I saw this fun recipe in my 200 Really Easy Recipes cookbook and decided to make it for D for Valentine's Day breakfast--the cute cherry tomatoes in the middle of the egg mixture reminded me of breakfast cupcakes! Note: See Vegetarian option below.
Ingredients (Makes 8 baskets, serves 4):
Spray olive oil, for oiling muffin tin
75g (3oz) butter, melted
150g (5oz) smoked bacon rashers, rind removed, diced
(Note: we used cubed pancetta pieces)
2 eggs
125 ml (4fl oz) double cream/heavy cream
2 Tbsp fresh grated Parmesan cheese
8 cherry tomatoes on the vine
16 slices white bread (or wheat bread)
salt and fresh ground pepper

Preheat the oven to 400F/200C. First cut the crusts off the bread (try to make even squares) and discard, then flatten each slice by rolling over it firmly with a rolling pin, and brush each slice with the melted butter. Next place 8 squares diagonally on top one other 8 squares and carefully press them into eight muffin tin holes that had been sprayed with the olive oil. Bake the squares for 12-15 minutes until crisp and golden. Meanwhile fry up the bacon/pancetta pieces and prepare the egg mixture in a bowl by beating together the eggs, cream, cheese salt and pepper, then pull the bread baskets out of the oven to cool slightly.

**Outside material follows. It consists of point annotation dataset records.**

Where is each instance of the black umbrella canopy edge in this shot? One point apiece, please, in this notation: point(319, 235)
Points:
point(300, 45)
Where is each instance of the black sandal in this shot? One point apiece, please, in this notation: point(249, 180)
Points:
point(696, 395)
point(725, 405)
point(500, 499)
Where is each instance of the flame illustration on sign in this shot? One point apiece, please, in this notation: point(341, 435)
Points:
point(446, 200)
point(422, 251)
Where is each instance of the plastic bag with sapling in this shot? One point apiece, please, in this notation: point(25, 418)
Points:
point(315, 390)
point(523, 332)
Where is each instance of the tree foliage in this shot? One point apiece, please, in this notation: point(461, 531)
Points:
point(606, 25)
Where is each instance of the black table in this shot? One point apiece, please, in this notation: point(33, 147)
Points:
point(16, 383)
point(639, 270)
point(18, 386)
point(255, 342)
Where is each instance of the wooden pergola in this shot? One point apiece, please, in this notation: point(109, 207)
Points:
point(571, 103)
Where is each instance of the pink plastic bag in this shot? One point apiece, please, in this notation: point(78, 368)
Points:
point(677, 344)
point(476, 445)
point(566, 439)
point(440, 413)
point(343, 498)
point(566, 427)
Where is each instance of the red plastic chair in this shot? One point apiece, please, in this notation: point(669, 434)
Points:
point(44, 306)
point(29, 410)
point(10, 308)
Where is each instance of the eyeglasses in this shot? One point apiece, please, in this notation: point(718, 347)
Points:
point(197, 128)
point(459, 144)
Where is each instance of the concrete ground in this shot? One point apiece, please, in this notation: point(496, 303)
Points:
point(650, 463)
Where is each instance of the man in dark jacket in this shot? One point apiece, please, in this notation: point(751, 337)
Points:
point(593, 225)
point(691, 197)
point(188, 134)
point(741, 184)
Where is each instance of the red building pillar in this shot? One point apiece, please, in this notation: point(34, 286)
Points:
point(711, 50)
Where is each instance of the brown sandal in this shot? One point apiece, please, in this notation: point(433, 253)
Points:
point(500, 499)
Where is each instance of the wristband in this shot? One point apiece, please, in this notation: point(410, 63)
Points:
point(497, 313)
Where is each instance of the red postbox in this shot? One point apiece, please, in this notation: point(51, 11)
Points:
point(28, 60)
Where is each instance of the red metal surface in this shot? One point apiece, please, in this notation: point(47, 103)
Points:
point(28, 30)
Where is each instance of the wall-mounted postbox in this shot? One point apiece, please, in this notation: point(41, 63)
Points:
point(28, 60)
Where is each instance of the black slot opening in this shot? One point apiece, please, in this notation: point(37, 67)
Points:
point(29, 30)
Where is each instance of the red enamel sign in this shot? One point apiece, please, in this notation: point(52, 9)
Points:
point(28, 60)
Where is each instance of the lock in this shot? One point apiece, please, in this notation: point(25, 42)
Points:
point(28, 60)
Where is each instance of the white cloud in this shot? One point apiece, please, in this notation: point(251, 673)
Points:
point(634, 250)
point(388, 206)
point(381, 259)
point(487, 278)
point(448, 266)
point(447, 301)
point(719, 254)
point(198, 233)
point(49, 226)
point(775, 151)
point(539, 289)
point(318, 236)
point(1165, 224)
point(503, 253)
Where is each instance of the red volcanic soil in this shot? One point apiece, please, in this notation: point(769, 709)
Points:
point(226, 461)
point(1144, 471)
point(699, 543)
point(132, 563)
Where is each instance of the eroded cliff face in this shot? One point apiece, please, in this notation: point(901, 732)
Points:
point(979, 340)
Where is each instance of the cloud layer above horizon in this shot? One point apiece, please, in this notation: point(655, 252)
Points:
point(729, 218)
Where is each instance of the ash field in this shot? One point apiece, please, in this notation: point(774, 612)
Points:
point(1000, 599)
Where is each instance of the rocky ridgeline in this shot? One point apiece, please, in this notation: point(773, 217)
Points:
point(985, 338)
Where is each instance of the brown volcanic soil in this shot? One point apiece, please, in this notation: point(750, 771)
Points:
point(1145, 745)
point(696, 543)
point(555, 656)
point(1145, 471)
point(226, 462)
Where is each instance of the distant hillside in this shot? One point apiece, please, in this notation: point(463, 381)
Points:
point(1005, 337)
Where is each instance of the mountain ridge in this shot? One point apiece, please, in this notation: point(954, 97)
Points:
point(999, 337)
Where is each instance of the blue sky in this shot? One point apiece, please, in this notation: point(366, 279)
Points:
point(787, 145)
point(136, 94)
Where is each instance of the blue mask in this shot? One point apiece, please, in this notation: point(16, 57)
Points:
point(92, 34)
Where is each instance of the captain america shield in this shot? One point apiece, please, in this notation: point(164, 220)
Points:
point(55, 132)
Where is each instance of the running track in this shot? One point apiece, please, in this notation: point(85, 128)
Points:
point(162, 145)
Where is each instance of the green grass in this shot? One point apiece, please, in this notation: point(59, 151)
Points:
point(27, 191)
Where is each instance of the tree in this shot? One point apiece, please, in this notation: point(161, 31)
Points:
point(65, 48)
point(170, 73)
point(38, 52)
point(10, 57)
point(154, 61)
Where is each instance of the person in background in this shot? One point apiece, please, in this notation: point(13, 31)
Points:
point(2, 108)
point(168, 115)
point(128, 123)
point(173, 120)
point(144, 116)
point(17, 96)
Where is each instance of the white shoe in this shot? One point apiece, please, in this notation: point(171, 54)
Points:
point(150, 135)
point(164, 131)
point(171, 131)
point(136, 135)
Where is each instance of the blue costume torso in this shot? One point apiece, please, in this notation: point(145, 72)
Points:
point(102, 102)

After draining the fried pancetta, I divided it between the 4 bread 'baskets' and then poured the prepared egg mixture over the pancetta (about 2 tablespoons of egg mixture per basket is plenty). Last top each 'basket' with a cherry tomato, then place back into the oven for 12-15 minutes, or until eggs are set.

Note for Vegetarians: You can make this vegetarian by substituting fresh spinach for the bacon/pancetta. Cook the spinach with a small pat of butter in a frying pan until wilted, then add the spinach to the cases instead of the pancetta before pouring over the egg.